# Cat ceramic substrate breakdown?



## nalexandrov (Jun 12, 2011)

So its seems that this question doesn't have a definite answer, each person seems to do it differently.

My preferred method would be to grind the honeycombs/pellets to around .5mm give or take and boil in a strong solution of naoh or koh. Apparently this works well, to weaken the PMG from the substrate but has the unfortunate side effect of creating soluble hydroxides of the PMG, lowering yield. The patent I got this from (cant find it atm) mentioned that platinum hydroxide could be precipitated and the solution filtered and added to the material which did not dissolve. It did not go into details on how to precipitate it, I believe it might have mentioned electrolytic methods. Does anyone have success with this, preferably lowering the volume of material atleast 80% for further extracting?

HCL boils were mentioned but I believe PGM might go into solution a little bit and also someone mentioned the solution thickens making filtration hard.
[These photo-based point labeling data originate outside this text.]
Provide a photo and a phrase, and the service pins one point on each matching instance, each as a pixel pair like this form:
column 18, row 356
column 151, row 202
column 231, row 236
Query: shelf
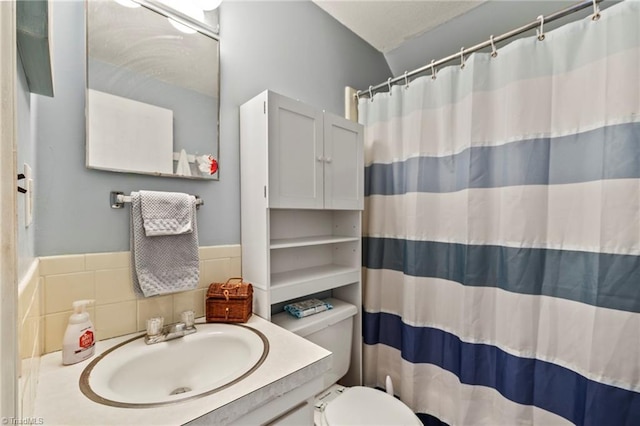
column 310, row 241
column 300, row 282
What do you guys think?

What would you guys recommend for dissolving the majority of the substrate?


----------



## Oz (Jun 12, 2011)

nalexandrov said:


> What would you guys recommend for dissolving the majority of the substrate?


Answer; Don’t do it.

I have not heard of a good efficient process that approaches catalytic converter processing from the standpoint of dissolving the substrate away from the very finely divided values as a production process. I am open to being taught otherwise however.


----------